# Week 2, day 2 - CNN with less overfitting (by D. Tuia, 2020)

**1. Re-load the LeNet of yesterday  and play around with parameters**

*Preliminaries (given to you)*

In [0]:
#intall mxp net and load libraries to start the day
!pip install mxnet-cu101==1.6.0b20191122
from mxnet import autograd, gluon, init, np, npx
from mxnet.gluon import nn
npx.set_np()

#get the data
!pip install git+https://github.com/d2l-ai/d2l-en
import d2l
batch_size = 256
train_iter, test_iter = d2l.load_data_fashion_mnist(batch_size=batch_size)
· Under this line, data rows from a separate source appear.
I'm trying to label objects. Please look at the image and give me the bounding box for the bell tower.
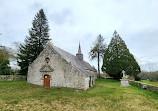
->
[76,43,83,61]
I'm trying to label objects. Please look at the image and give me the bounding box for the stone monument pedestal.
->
[120,78,130,87]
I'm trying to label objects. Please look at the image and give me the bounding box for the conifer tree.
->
[17,9,49,75]
[89,35,106,78]
[102,31,141,79]
[0,46,11,75]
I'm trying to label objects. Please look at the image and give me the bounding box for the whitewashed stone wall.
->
[27,46,90,90]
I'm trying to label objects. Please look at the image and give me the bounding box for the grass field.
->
[0,79,158,111]
[140,80,158,86]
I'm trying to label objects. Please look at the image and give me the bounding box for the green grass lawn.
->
[0,79,158,111]
[140,80,158,86]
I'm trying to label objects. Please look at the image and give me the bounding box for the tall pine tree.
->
[0,46,12,75]
[17,9,49,75]
[102,31,141,79]
[89,35,106,78]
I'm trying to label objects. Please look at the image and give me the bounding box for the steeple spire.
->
[76,42,83,61]
[77,42,82,54]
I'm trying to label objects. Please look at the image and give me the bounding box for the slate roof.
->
[52,45,95,77]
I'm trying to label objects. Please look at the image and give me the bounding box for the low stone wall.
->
[129,80,158,93]
[0,75,27,81]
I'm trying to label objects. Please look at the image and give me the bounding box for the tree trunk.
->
[98,52,100,78]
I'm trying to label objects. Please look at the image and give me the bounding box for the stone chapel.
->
[27,43,97,90]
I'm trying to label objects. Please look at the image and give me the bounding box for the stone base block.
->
[120,79,130,87]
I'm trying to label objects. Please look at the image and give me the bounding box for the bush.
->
[135,76,141,81]
[129,80,158,93]
[149,72,158,82]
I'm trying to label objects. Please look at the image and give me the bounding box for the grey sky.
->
[0,0,158,70]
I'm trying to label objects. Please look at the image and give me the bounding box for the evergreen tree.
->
[89,35,106,78]
[17,9,49,75]
[102,31,141,79]
[0,46,11,75]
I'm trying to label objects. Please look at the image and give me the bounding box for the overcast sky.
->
[0,0,158,70]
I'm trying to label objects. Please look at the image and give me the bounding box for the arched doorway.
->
[44,74,50,87]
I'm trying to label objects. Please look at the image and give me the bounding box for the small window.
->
[45,57,50,63]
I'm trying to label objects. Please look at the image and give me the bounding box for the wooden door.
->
[44,74,50,87]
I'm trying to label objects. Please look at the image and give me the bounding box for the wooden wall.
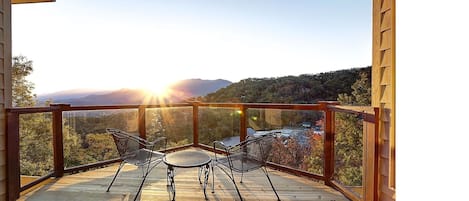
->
[371,0,396,200]
[0,0,11,200]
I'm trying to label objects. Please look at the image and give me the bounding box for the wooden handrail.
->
[6,101,379,201]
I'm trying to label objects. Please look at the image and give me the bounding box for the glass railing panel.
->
[19,112,54,186]
[247,109,324,175]
[62,109,138,168]
[145,107,194,148]
[333,112,366,197]
[199,107,241,146]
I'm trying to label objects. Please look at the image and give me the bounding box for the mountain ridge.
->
[38,79,232,105]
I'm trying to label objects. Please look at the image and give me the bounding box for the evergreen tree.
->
[335,73,371,186]
[11,56,36,107]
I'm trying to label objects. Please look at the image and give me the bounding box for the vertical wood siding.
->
[0,0,11,200]
[372,0,396,200]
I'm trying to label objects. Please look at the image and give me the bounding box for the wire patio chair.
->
[212,133,280,200]
[106,128,166,200]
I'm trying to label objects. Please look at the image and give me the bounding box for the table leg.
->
[203,163,210,200]
[166,166,176,201]
[199,166,204,184]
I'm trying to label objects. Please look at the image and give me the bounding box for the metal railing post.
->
[138,105,147,141]
[239,105,248,141]
[319,101,338,186]
[192,102,199,146]
[6,112,20,200]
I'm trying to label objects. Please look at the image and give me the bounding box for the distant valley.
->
[38,79,232,105]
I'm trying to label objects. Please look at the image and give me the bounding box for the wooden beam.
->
[11,0,55,4]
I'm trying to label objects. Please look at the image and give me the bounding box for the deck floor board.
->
[19,148,348,201]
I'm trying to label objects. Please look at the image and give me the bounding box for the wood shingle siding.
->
[372,0,396,200]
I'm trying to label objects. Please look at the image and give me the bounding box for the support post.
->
[6,112,20,200]
[50,104,70,177]
[319,101,338,186]
[192,102,199,146]
[239,105,247,142]
[138,105,147,141]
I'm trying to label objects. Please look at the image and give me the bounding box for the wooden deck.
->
[19,148,348,201]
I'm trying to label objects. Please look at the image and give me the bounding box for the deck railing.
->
[7,101,379,200]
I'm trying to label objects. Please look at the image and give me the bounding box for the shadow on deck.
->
[19,148,348,201]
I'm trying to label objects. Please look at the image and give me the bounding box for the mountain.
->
[170,79,232,97]
[38,89,112,102]
[202,66,371,104]
[38,79,231,105]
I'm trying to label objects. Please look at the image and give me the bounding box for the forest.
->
[12,56,371,190]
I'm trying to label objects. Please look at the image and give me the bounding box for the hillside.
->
[203,67,371,103]
[38,79,231,105]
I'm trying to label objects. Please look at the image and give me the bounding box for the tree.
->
[335,73,371,186]
[11,55,36,107]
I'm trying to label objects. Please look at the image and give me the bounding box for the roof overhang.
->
[11,0,55,4]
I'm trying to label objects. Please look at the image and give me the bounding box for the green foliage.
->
[11,56,36,107]
[334,73,371,186]
[203,67,371,103]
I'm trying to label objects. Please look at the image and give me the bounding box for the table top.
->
[163,150,212,168]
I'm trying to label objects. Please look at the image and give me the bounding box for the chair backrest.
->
[106,128,139,159]
[240,134,274,163]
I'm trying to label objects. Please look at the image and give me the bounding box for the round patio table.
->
[163,150,212,201]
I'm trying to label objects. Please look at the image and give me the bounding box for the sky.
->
[12,0,372,94]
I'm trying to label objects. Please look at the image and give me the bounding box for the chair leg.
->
[106,161,124,192]
[262,167,280,201]
[212,161,215,193]
[239,172,244,183]
[134,169,149,201]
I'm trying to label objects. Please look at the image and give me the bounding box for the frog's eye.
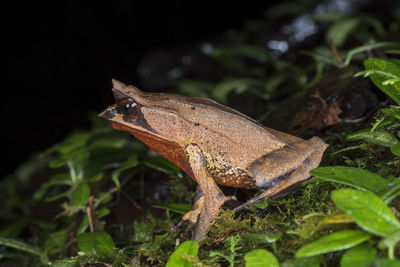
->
[118,99,139,116]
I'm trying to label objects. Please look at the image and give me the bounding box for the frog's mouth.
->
[98,104,118,120]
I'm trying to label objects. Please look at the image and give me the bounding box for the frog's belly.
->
[207,166,256,188]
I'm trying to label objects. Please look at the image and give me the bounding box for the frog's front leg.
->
[185,144,226,241]
[235,136,328,211]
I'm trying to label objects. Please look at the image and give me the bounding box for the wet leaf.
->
[372,259,400,267]
[310,166,388,192]
[0,218,31,238]
[326,17,361,47]
[152,203,193,214]
[280,256,321,267]
[70,183,90,206]
[331,189,400,236]
[77,208,111,234]
[77,232,115,256]
[364,58,400,105]
[0,237,49,265]
[244,249,279,267]
[295,230,371,258]
[378,231,400,258]
[111,154,139,189]
[390,143,400,157]
[346,130,399,147]
[51,259,78,267]
[166,241,199,267]
[240,232,282,244]
[340,244,376,267]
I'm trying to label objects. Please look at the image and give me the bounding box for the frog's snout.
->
[98,105,118,120]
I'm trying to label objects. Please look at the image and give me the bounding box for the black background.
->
[0,0,271,177]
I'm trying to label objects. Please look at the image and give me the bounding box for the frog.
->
[99,80,328,241]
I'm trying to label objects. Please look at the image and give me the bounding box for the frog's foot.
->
[185,144,226,241]
[235,137,328,212]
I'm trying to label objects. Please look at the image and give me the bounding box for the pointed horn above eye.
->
[111,79,126,91]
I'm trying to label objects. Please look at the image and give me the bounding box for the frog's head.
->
[99,80,187,141]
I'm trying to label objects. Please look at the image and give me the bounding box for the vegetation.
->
[0,1,400,267]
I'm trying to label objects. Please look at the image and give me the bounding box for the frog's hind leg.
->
[235,137,328,211]
[185,144,226,241]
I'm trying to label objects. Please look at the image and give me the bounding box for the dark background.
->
[0,0,274,177]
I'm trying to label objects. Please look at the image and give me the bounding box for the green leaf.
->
[71,183,90,206]
[295,230,371,258]
[364,58,400,105]
[50,259,78,267]
[33,172,71,200]
[331,189,400,236]
[244,249,279,267]
[281,256,321,267]
[77,232,115,256]
[240,232,282,244]
[310,166,389,192]
[0,218,31,238]
[111,155,138,189]
[166,241,199,267]
[378,231,400,259]
[77,208,111,234]
[371,259,400,267]
[326,17,361,47]
[0,237,49,265]
[346,130,399,147]
[340,244,376,267]
[390,143,400,157]
[152,203,193,214]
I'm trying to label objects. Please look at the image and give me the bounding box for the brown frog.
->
[99,80,328,240]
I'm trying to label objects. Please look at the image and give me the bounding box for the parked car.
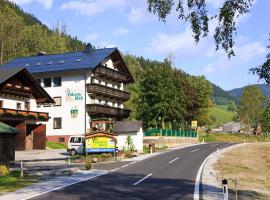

*Create an instance of LeNet as yesterday*

In [0]:
#create an instance of a LeNet (6.6.1)
net = nn.Sequential()

#add the different layers
net.add(nn.Conv2D(channels=6, kernel_size=5,padding=2,activation='sigmoid'), #1st conv, with padding
        nn.AvgPool2D(pool_size=2,strides=2), #1st pooling, non overlapping stride
        nn.Conv2D(channels=16, kernel_size=5,activation='sigmoid'), #2nd conv, no padding this time
        nn.AvgPool2D(pool_size=2,strides=2), #1st pooling, non overlapping stride        
        nn.Dense(120,activation='sigmoid'), #fc1
        nn.Dense(84,activation='sigmoid'), #fc2
        nn.Dense(10)       # classifier
        )

#create a random point, the size of a point in MNIST
X = np.random.uniform(size=(1,1,28,28))
#print(X)
#print(net)

#initalize all weights with random values
net.initialize()

#let's visualize if everything works out and the size of all tensors.
for layer in net:
  #print(layer)
  X = layer(X)
  print(layer.name, 'output size:\t', X.shape)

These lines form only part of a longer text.